Artista visionaria e pioniera della Liquid Dubstep, Veronica Vitale sta impressionando positivamente la critica mondiale con il suo ultimo disco uscito lo scorso 9 Novembre, Inside The Outsider. Cosa vuol dire adoperare un linguaggio liquido o cosa si nasconde dietro la definizione outsider, termine che lei usa su sé stessa, ce lo siamo fatti spiegare in questa dettagliata intervista.
E’ da poco uscito il tuo nuovo lavoro: ci vuoi tracciare le differenze sostanziali con il precedente Nel Mio Bosco Reale?
Ti dico che già partendo dalla ricerca dei suoni si nota una differenza marcata: Nel Mio Bosco Reale è stato prodotto in Germania, questo, invece, tra Seattle e Cincinnati. Si evince una nota di personalità maggiore, data dal fatto che, contrariamente al primo, stavolta ho potuto seguire tutti gli arrangiamenti e tutte le fasi di produzione in prima persona. Infatti, come dico sempre, conosco anche il più piccolo algoritmo di questo album.
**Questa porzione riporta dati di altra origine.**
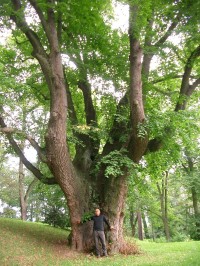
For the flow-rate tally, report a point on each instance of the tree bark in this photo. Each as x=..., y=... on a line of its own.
x=163, y=205
x=140, y=229
x=23, y=203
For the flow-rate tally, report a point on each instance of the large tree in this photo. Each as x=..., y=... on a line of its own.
x=96, y=170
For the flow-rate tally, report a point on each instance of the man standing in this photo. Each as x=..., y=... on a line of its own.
x=99, y=234
x=98, y=229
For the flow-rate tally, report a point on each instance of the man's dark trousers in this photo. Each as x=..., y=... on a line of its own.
x=100, y=235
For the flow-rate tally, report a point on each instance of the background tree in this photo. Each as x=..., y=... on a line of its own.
x=94, y=169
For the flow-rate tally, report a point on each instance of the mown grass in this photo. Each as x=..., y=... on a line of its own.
x=25, y=243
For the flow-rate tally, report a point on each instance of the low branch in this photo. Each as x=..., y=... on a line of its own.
x=30, y=187
x=32, y=141
x=186, y=89
x=169, y=31
x=29, y=166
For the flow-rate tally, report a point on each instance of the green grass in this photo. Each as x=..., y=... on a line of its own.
x=25, y=243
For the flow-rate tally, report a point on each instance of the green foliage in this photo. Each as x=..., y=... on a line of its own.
x=116, y=162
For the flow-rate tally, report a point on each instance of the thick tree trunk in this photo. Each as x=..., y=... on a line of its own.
x=140, y=229
x=146, y=231
x=163, y=204
x=133, y=221
x=23, y=202
x=112, y=202
x=196, y=212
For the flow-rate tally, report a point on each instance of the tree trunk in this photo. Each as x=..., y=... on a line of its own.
x=163, y=205
x=140, y=229
x=133, y=221
x=196, y=212
x=146, y=231
x=23, y=202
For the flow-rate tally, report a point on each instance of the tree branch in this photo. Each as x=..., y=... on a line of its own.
x=169, y=31
x=186, y=90
x=89, y=107
x=18, y=151
x=9, y=130
x=30, y=187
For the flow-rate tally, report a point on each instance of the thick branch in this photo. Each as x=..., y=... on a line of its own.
x=30, y=187
x=137, y=145
x=89, y=107
x=9, y=130
x=28, y=165
x=186, y=89
x=169, y=31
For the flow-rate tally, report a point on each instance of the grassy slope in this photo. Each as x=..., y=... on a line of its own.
x=24, y=243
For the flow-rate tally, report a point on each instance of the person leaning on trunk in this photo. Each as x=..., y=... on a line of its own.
x=98, y=231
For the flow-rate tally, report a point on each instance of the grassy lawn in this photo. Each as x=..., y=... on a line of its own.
x=25, y=243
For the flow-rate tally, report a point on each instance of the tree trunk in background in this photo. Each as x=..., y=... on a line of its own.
x=133, y=221
x=23, y=202
x=146, y=231
x=140, y=229
x=196, y=212
x=163, y=204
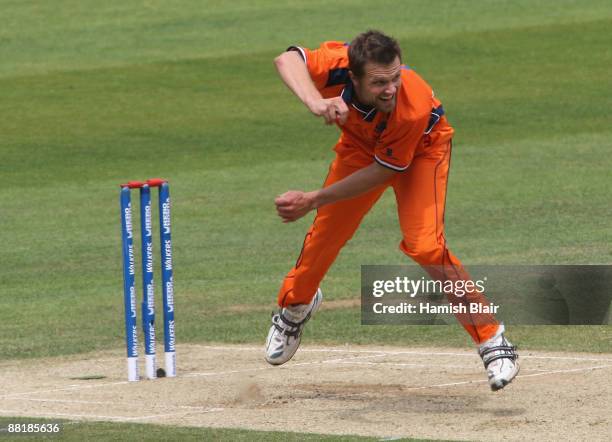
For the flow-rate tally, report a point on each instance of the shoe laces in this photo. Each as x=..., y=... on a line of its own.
x=284, y=326
x=498, y=349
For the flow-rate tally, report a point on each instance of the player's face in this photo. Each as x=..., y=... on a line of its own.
x=379, y=85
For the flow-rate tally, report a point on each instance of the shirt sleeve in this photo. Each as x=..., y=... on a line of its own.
x=396, y=147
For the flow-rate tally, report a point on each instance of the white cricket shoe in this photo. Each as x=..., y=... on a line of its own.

Ci sono svariate collaborazioni presenti nel disco: con che criterio è avvenuta la selezione degli ospiti?
I nomi degli artisti presenti in realtà vanno a determinare il mio gusto musicale, mentre la loro partecipazione va a determinare quello che pensano di me. Tutti coloro che ho selezionato sono amici stretti, alcuni già dal 2002 come Bootsy Collins, star del Funk americano. Ho voluto queste persone perché Inside The Outsider significa dentro colui che pensa fuori dagli schemi, infatti tutti gli artisti coinvolti hanno fatto di tutto per uscire dai propri schemi, altrimenti non avremmo potuto collaborare, visto che siamo mondi estremamente lontani.
Cosa intendi con la definizione linguaggio liquido?
Vedo il linguaggio liquido in questo modo: innanzitutto è ispirato a un concetto di Zygmunt Bauman, quando lui parla di “modernità liquida”, ovvero una società che richiede una sensibilità totale per capire gli altri e per aprirsi al Mondo. Ho applicato questo modo di pensare alla musica immaginando tutti i generi musicali come se fossero due fluidi che si uniscono e confluiscono uno dentro l’altro, creando un ambiente liquido, dove non c’è l’estremizzazione totale del proprio genere, ma ci si apre agli altri. Così, ad esempio, il Pop può convivere tranquillamente con il Rap, con il Funk, ma anche con il Jazz, con l’opera lirica e così via.
Questo lavoro arriva a sei anni dal precedente: questo lasso di tempo ampio è stato necessario per trasporre tutte le esperienze accumulate dal 2012 ad oggi?
Diciamo che Inside The Outsider è arrivato nel momento in cui ho compreso che stava cambiando qualcosa nella mia persona, anche perché la produzione è nata prima dentro di me e poi in sala d’incisione. E’ stato necessario questo tempo perché, come artista indipendente, volevo portare in Italia qualcosa che fosse all’altezza delle aspettative dei miei sogni. Il viaggio negli Stati Uniti è stato essenziale in questo senso, mi ha aiutata a capire non solo la musica, ma anche me stessa.
Perché hai scelto questo titolo per l’album?
Ci sono due termini importanti nel titolo: il primo è “inside”, entrare dentro, questo perché credo che tutti noi portiamo addosso un guscio ed è fondamentale, per essere liberi, uscire da esso. Una volta raggiunta la libertà si è finalmente felici. Il secondo è “outsider”, ovvero l’emarginato, colui che non è favorito, ed è una parola che mi appartiene, in tutti i suoi significati.
E’ un progetto da te definito di “matrice futurista”: a tal proposito, come immagini il tuo futuro?
Io lo vedo felice tanto quanto, sulla mia strada, ci saranno esperienze dolorose, perché la vita comincia quando ci si rende conto che portiamo una croce e se tentiamo di sfuggire alle nostre sofferenze non arriveremo mai a raggiungere veramente la nostra serenità. Credo che entrambe le cose vadano di pari passo. Spero che la mia vita sia sempre così: un insieme di circostanze e coincidenze felici, ma anche dolorose, perché queste sono basilari per ricordarmi che sono viva.